Sur le plan intérieur, le 11 octobre 2015, le Président Loukatchenko a été réélu pour un cinquième mandat avec 83,49 % des voix, mais dans un climat beaucoup plus serein que lors des précédents scrutins. De plus, les six derniers prisonniers d'opinion ont été libérés le 22 août.

Les dirigeants européens souhaitent encourager ce mouvement significatif de normalisation en suspendant rapidement l'essentiel de leurs sanctions et peut-être en les levant courant 2016, à condition que des progrès continuent à être constatés en matière de démocratie et de respect des libertés fondamentales.

Des négociations en vue de l'approfondissement de la coopération bilatérale dans le cadre du Partenariat oriental pourraient alors être envisagées. Dans cette perspective, l'Union européenne bénéficie manifestement des bonnes grâces d'une partie des technocrates biélorusses, qui jugent préférable, pour leur pays, de se tourner vers une Union européenne potentiellement généreuse en fonds structurels plutôt que vers une Russie économiquement exsangue.
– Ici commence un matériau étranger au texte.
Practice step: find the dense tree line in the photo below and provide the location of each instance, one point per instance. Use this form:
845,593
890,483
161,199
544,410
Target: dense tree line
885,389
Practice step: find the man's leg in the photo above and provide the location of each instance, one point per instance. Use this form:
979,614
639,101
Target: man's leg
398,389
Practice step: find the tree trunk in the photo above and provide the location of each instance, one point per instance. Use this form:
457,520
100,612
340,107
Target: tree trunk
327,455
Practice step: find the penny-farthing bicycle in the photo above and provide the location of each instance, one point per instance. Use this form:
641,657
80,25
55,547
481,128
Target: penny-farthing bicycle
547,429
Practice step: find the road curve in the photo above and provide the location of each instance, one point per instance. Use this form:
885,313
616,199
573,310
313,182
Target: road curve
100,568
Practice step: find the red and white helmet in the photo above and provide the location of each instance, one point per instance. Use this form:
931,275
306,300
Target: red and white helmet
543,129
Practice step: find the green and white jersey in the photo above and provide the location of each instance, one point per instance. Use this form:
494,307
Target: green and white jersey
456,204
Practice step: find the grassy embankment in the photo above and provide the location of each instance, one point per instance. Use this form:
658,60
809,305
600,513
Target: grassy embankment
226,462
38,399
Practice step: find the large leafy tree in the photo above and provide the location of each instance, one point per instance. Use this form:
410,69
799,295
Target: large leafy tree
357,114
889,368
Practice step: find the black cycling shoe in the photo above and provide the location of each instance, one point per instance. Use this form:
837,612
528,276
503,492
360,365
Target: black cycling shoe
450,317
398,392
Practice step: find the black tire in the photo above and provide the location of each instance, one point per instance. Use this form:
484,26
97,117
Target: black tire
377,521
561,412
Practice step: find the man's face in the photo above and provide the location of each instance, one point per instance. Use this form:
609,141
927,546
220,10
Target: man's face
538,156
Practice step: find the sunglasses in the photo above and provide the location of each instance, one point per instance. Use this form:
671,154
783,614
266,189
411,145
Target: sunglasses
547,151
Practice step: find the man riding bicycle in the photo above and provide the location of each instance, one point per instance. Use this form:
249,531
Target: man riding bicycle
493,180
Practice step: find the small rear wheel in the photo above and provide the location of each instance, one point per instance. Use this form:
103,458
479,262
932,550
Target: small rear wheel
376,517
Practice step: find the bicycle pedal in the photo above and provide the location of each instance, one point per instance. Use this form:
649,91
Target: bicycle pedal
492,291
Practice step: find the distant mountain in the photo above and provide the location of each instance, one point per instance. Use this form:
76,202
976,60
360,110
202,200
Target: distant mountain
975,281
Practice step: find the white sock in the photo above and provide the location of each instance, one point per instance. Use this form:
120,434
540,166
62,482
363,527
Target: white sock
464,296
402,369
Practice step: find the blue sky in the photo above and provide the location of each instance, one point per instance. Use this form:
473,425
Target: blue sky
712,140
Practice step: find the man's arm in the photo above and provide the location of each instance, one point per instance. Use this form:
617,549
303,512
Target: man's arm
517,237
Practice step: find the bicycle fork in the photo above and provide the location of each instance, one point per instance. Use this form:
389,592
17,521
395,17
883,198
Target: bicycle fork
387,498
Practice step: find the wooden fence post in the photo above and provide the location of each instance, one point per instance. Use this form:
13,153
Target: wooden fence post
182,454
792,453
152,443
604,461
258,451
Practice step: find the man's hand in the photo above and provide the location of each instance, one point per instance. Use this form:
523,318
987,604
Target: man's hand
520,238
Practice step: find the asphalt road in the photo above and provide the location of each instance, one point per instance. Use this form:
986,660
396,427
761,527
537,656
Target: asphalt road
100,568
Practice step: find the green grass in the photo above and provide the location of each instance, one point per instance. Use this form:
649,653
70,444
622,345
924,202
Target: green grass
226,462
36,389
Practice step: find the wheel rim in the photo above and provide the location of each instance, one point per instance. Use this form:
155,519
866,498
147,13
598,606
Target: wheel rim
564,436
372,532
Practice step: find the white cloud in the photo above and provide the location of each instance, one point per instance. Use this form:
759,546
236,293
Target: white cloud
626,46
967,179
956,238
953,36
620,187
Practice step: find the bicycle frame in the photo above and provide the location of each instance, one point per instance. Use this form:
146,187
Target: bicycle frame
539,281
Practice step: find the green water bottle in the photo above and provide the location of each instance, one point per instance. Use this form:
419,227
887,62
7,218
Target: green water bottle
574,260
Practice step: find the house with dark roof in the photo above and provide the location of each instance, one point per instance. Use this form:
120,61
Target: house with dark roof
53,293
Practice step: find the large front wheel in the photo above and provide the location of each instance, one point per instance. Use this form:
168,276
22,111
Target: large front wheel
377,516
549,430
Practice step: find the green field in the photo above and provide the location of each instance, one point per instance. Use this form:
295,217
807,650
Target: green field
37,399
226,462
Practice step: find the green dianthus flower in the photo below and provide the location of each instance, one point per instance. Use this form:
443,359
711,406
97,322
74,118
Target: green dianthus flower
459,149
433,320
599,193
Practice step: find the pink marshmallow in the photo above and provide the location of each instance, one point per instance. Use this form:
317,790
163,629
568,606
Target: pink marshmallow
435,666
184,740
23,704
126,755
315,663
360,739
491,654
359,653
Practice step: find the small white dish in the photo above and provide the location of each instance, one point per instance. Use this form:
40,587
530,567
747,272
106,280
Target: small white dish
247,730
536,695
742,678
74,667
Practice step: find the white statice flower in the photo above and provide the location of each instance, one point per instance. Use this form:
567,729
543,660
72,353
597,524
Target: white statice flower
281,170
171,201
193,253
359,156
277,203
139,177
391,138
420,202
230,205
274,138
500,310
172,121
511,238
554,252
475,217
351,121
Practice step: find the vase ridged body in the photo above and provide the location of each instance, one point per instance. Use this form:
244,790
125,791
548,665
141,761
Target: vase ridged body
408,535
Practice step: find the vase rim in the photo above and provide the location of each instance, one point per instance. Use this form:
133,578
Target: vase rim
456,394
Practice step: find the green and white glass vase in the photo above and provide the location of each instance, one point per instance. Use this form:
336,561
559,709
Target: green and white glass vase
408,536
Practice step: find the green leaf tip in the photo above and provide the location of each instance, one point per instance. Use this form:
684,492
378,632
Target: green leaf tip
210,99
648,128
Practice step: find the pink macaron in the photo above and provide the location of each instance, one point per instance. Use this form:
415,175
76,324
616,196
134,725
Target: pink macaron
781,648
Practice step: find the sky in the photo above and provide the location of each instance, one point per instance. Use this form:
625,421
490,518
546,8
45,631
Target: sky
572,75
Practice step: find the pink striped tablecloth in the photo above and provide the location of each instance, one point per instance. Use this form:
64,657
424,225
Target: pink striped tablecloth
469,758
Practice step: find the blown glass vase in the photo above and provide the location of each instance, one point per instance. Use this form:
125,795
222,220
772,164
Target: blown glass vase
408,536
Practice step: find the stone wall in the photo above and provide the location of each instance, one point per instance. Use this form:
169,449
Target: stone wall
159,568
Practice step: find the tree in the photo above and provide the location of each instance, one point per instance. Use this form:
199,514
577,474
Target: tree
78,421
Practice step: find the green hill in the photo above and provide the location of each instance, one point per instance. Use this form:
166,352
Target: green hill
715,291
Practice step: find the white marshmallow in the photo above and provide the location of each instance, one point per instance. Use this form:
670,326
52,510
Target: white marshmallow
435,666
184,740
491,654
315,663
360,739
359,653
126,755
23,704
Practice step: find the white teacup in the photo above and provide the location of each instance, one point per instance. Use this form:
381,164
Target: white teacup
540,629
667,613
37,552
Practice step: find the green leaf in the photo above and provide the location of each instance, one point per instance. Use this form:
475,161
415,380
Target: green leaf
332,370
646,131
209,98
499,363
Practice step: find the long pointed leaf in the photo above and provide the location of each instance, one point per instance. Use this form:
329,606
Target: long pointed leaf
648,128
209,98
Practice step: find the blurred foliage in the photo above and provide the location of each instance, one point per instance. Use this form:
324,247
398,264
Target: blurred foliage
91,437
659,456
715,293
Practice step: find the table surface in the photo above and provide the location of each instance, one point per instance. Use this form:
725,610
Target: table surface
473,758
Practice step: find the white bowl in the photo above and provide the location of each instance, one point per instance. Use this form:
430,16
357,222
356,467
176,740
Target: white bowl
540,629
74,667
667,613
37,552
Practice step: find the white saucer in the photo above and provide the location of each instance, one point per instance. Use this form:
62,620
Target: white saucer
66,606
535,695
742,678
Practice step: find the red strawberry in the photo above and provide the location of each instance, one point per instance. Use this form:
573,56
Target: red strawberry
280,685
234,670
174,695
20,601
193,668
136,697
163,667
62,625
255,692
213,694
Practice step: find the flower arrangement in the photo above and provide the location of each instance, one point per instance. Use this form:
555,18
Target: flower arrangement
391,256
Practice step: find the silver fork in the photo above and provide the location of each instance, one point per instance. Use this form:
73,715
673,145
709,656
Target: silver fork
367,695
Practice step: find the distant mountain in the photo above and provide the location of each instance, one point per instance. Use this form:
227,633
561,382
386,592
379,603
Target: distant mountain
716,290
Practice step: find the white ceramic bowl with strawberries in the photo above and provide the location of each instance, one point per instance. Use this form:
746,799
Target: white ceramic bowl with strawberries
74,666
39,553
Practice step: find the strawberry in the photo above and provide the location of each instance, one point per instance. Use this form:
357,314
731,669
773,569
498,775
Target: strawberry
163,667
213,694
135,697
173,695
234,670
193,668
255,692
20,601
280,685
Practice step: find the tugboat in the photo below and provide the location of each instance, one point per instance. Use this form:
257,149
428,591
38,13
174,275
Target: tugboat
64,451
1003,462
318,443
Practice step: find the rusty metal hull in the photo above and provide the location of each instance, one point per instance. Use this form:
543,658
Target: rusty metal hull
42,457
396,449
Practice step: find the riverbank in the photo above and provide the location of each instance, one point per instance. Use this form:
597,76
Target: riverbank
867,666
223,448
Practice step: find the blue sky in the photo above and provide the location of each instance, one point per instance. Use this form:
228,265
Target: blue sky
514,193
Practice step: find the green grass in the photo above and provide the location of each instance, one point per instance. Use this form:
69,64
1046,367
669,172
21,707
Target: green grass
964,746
En Azerbaïdjan, au contraire, l'heure semble être à une dégradation du climat politique, avec l'incarcération de trois figures emblématiques de la société civile, pour des motifs fallacieux d'évasion et de fraude fiscales.

Le 10 septembre, le Parlement européen a adopté une résolution d'actualité condamnant les violations des droits de l'homme en Azerbaïdjan. En rétorsion, le Parlement azerbaïdjanais lançait une procédure de retrait d'Euronest, l'assemblée parlementaire du Partenariat oriental.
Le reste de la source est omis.